On April 30, 2024, the British Columbia Court of Appeal confirmed in MM Fund v. Excelsior Mining Corp. that only residents of B.C. may commence class actions under the provincial Class Proceedings Act (CPA), with the effect of preventing non-residents from commencing proposed class actions in the province for perceived procedural advantage. The Court of Appeal also clarified that for the purpose of the CPA, a corporation or trust is “resident” where its central management and control takes place.
The B.C. Supreme Court Decision
The plaintiff, a mutual fund based in Ontario, filed a claim in B.C. alleging that a publicly traded company and two of its directors were liable pursuant to the B.C. Securities Act for alleged misrepresentations in a prospectus.
After the plaintiff delivered an application to certify the action as a class proceeding, the B.C. Supreme Court granted an order sought by the defendants striking the certification application on the basis that the plaintiff is not resident in B.C. and therefore lacks standing to commence a class proceeding pursuant to section 2(1) of the CPA. The B.C. Supreme Court found that the plaintiff is based in Ontario, and there was no evidence that it maintains a place of business or has operations in B.C.

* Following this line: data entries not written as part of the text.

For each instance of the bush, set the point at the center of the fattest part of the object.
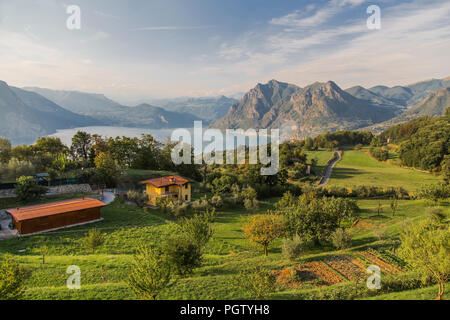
(12, 277)
(201, 204)
(94, 239)
(15, 168)
(216, 201)
(27, 189)
(182, 254)
(139, 198)
(292, 248)
(434, 192)
(197, 229)
(257, 282)
(379, 153)
(251, 204)
(341, 239)
(149, 274)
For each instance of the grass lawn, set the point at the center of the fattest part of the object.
(428, 293)
(322, 157)
(358, 168)
(104, 273)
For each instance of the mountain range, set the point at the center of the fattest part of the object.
(30, 112)
(309, 111)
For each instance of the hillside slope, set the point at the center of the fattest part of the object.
(302, 112)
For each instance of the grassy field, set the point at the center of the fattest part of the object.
(322, 158)
(359, 168)
(104, 274)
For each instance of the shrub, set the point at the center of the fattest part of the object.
(94, 239)
(425, 246)
(263, 229)
(292, 248)
(434, 192)
(12, 278)
(197, 229)
(27, 189)
(341, 239)
(182, 254)
(150, 273)
(251, 204)
(139, 198)
(216, 201)
(379, 153)
(257, 282)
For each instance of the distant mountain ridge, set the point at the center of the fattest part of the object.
(111, 113)
(31, 112)
(207, 108)
(301, 112)
(26, 116)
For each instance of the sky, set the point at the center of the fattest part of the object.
(143, 49)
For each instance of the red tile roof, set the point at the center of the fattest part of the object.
(166, 181)
(48, 209)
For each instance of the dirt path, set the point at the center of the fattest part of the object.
(326, 177)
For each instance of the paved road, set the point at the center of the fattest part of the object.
(326, 177)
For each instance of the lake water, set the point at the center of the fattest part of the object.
(161, 135)
(111, 132)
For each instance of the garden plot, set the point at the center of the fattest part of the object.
(334, 270)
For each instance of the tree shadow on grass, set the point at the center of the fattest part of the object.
(344, 173)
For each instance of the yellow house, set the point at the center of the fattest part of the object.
(173, 187)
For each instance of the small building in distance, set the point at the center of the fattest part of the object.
(55, 215)
(173, 187)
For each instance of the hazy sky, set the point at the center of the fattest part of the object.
(141, 49)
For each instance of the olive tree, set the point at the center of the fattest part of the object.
(263, 229)
(426, 247)
(150, 273)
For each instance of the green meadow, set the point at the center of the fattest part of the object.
(358, 168)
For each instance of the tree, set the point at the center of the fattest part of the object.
(139, 198)
(426, 247)
(379, 153)
(182, 254)
(263, 229)
(379, 208)
(108, 171)
(312, 219)
(44, 252)
(445, 164)
(12, 277)
(81, 146)
(123, 150)
(27, 189)
(256, 281)
(434, 192)
(394, 205)
(198, 229)
(5, 150)
(150, 273)
(94, 239)
(342, 208)
(49, 145)
(341, 239)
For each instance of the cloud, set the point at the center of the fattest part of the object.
(99, 35)
(412, 44)
(106, 15)
(300, 19)
(170, 28)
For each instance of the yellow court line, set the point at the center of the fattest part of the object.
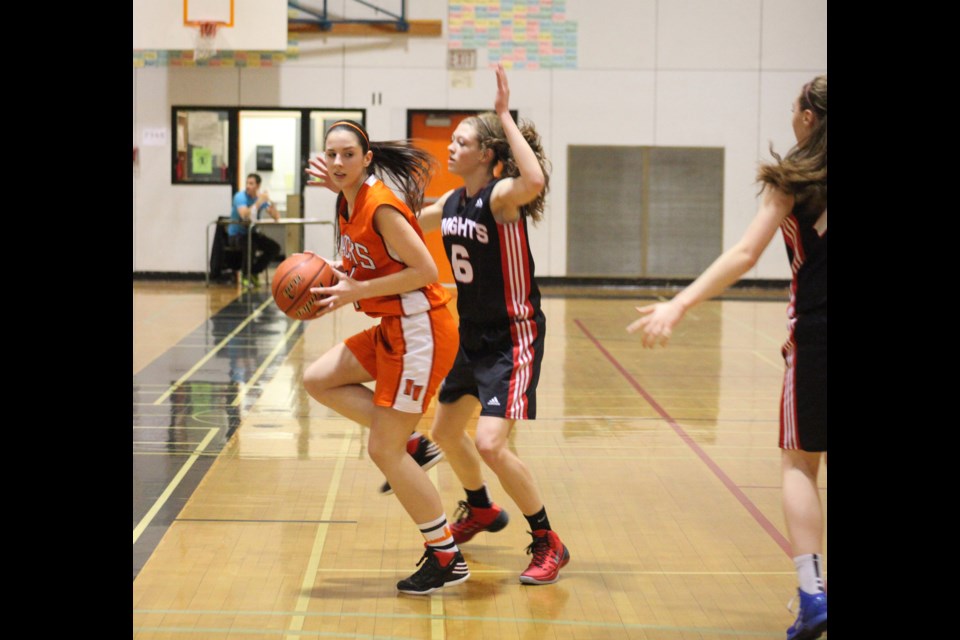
(313, 564)
(438, 628)
(213, 351)
(145, 521)
(263, 367)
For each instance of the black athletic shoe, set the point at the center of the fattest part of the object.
(438, 569)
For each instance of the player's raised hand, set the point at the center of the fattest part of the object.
(317, 170)
(501, 103)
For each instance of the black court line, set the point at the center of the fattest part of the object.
(201, 404)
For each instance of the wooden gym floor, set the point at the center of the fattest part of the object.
(256, 512)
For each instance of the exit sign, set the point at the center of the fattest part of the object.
(461, 59)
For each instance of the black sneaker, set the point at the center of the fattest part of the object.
(441, 569)
(426, 455)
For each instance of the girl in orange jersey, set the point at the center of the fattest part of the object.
(388, 273)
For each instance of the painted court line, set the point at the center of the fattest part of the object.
(213, 352)
(585, 624)
(263, 366)
(310, 575)
(145, 521)
(765, 524)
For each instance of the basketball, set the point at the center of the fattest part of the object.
(293, 280)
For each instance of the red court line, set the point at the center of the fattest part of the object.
(707, 460)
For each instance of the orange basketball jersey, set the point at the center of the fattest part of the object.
(366, 256)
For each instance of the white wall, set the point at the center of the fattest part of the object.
(650, 72)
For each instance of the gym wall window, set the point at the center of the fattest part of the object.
(202, 150)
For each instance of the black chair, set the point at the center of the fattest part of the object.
(226, 260)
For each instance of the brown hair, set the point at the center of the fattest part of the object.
(405, 165)
(490, 135)
(803, 172)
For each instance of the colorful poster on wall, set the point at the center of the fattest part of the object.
(520, 34)
(202, 160)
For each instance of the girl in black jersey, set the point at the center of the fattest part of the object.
(794, 200)
(484, 228)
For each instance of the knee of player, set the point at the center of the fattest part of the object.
(317, 386)
(490, 447)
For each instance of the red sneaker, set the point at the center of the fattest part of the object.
(473, 520)
(549, 556)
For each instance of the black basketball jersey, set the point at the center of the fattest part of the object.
(806, 240)
(491, 262)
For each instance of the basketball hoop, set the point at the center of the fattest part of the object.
(206, 37)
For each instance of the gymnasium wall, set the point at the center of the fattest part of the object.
(676, 73)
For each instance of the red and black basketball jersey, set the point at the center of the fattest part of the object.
(806, 240)
(491, 262)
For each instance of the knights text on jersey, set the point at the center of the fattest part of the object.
(491, 262)
(366, 256)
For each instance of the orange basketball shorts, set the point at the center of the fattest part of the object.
(408, 357)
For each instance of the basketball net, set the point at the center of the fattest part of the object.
(206, 37)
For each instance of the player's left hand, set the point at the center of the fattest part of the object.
(657, 322)
(317, 169)
(345, 291)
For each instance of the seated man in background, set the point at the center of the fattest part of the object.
(252, 200)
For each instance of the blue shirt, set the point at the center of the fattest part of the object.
(241, 200)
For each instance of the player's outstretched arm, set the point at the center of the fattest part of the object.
(658, 320)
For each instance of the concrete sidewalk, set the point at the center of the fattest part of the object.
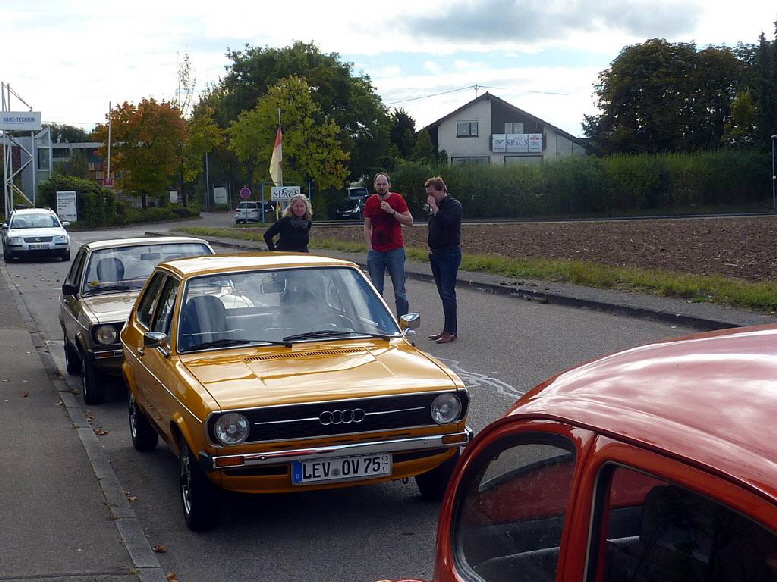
(64, 514)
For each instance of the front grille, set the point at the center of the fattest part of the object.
(341, 417)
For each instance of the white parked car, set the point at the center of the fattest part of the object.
(35, 232)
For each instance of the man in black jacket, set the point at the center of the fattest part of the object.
(444, 240)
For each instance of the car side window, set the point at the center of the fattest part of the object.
(164, 313)
(75, 268)
(149, 299)
(657, 530)
(510, 517)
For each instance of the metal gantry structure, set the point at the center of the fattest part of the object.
(9, 172)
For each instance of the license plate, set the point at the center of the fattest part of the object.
(340, 469)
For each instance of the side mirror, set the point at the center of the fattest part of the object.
(154, 339)
(69, 289)
(410, 321)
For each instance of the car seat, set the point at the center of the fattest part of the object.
(203, 319)
(110, 269)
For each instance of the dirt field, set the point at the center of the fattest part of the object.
(744, 247)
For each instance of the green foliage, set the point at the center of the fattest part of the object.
(349, 99)
(146, 148)
(311, 146)
(589, 186)
(665, 97)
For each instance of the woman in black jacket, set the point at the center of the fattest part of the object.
(293, 227)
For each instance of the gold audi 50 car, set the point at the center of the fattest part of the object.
(273, 372)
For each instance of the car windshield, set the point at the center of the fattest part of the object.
(125, 268)
(34, 221)
(284, 306)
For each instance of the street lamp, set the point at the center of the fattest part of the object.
(774, 178)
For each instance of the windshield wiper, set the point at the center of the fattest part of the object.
(333, 333)
(219, 343)
(102, 288)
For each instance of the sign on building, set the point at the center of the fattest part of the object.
(220, 195)
(20, 121)
(520, 143)
(67, 208)
(284, 192)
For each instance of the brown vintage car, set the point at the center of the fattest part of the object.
(103, 282)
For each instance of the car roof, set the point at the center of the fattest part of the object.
(710, 399)
(33, 211)
(204, 265)
(138, 241)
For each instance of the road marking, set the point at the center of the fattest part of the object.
(474, 380)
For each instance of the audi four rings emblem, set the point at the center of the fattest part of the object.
(354, 416)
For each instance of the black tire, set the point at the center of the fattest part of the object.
(144, 436)
(433, 484)
(91, 383)
(199, 497)
(72, 359)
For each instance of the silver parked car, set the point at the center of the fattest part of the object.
(35, 232)
(97, 295)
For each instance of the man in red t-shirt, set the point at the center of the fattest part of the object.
(384, 215)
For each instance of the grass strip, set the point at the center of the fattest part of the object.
(755, 296)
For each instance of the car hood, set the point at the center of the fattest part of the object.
(110, 307)
(30, 232)
(315, 372)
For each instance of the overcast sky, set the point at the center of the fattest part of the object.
(70, 59)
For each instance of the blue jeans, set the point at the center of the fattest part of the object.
(445, 266)
(378, 262)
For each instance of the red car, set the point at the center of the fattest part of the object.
(656, 463)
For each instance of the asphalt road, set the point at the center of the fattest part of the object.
(505, 347)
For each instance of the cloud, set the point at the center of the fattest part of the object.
(543, 21)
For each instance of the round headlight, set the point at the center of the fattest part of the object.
(446, 408)
(106, 335)
(231, 428)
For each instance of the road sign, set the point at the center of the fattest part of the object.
(284, 192)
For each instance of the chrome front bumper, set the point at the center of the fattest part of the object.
(449, 440)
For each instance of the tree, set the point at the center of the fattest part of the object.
(311, 145)
(348, 99)
(203, 136)
(664, 97)
(146, 145)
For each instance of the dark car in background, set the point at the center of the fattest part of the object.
(351, 209)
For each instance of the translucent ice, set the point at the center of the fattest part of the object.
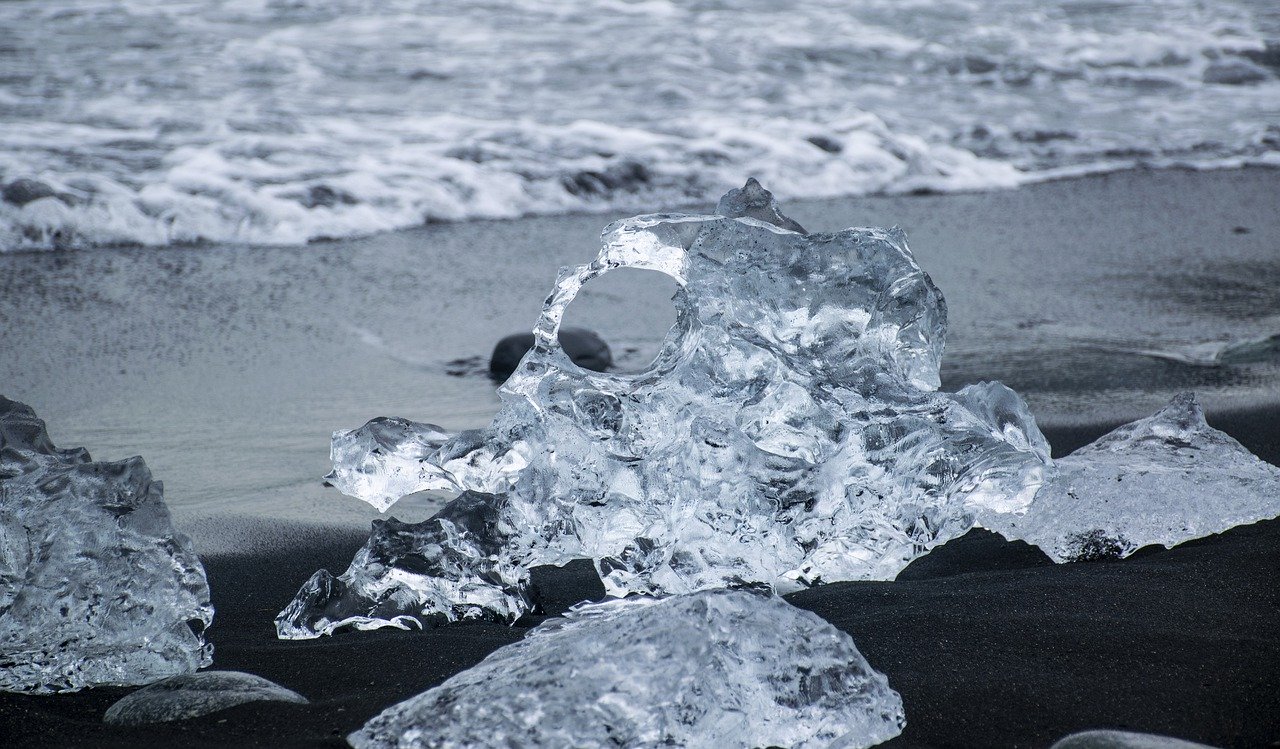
(787, 433)
(714, 668)
(95, 585)
(1160, 480)
(195, 694)
(451, 565)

The B.C. Court of Appeal Decision
On appeal, the plaintiff argued that the chambers judge erred by narrowly interpreting the residency requirement under the CPA to prohibit parties that do not have a physical presence in the province from commencing a class action. Accordingly, the plaintiff submitted that the chambers judge failed to give effect to three “real and substantial connections” it has to the province: its status as a reporting issuer under the Securities Act; its registration under the Securities Act to carry on business in B.C.; and its attornment to the jurisdiction of B.C. courts in relation to the offering.
The defendants argued that the chambers judge correctly articulated the test for residency as being “where the central management and control of the trust actually takes place,” and considered all salient factors to find that the plaintiff is not a B.C. resident. They emphasized the absence of authority for the plaintiff’s argument that its status under the Securities Act equates to “carrying on business” in the province, much less that it amounts to residence. Further, they argued that the statutory residency requirement is not a mere “technicality,” or a “remnant from the previous iteration” of the CPA, as suggested by the plaintiff, but a deliberate requirement imposed by the legislature.
The Court of Appeal agreed with the defendants and dismissed the appeal, concluding that based on the text, context and purpose of section 2(1) of the CPA, “for class action purposes, a corporation or trust is a ‘resident’ of the location where its central management and control takes place.” The Court of Appeal further concluded that the judge correctly identified and applied the test for residency, finding no error in the chambers judge’s determination that the plaintiff is not a resident of B.C.
The authors include counsel for the defendants in the B.C. Supreme Court and the B.C. Court of Appeal.